For people living with a neurological condition, small achievements can be a very big deal. We call these wins inchstones, because they're one step closer to a milestone. Read these stories of Kiwis living daily with neurological conditions and what an inchstone looks like to them.

Ava's Story

Ava was born prematurely via emergency c-section at 31.5 weeks due to her mum having a placental abruption. She went to the intensive care unit and was progressing as well as any baby born at her gestation could. 

After several weeks of tube feeding, sleeping and growing beautifully, we noticed she struggled with breastfeeding, and got very tired. Tests showed some cysts on her brain. Ava was then diagnosed with Periventricular Leukomalacia (PVL). This could have occurred due to a lack of oxygen reaching her brain during her traumatic birth. 

We went home knowing Ava had some brain damage, but not how — or if — this would affect her growth and development. The doctors reiterated that a baby’s brain has high plasticity and that, when information travelling through the brain may hit a difficult patch, new pathways can be formed. We found this fascinating and it gave us hope. But it was a wait-and-see. 

Danelle's Story

I had a sudden unexpected seizure in the middle of the night. I was 41 and had never had a seizure before. I don't remember it at all, but it was frightening for my family.
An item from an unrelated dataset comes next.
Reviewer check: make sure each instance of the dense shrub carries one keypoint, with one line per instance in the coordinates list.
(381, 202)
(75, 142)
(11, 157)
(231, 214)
My then 8-year-old daughter heard me fall out of bed and found me on the floor having a grand mal seizure. My head was banging against a desk and she didn't know what to do. I was unconscious by the time my husband found me and the first thing I remember was when paramedics came into my bedroom.

I worried about my daughter having witnessed my seizure. She started sleeping in my bed — I guess she was being protective. I think I started having petit mals (smaller seizures) in my sleep. She could spot the jerking, repetitive movements and seemed to be able to snap me out of it by waking me up, so that was a silver lining. Epilepsy is a tricky disorder because you don't know if you've had a petit mal unless someone witnesses it.

I spent months worrying I was going to have another seizure, particularly at night, which meant I lost a lot of sleep.

Ross's Story

Ross lives with Parkinson’s disease, a disorder that causes unintended or uncontrollable movements and gets worse over time.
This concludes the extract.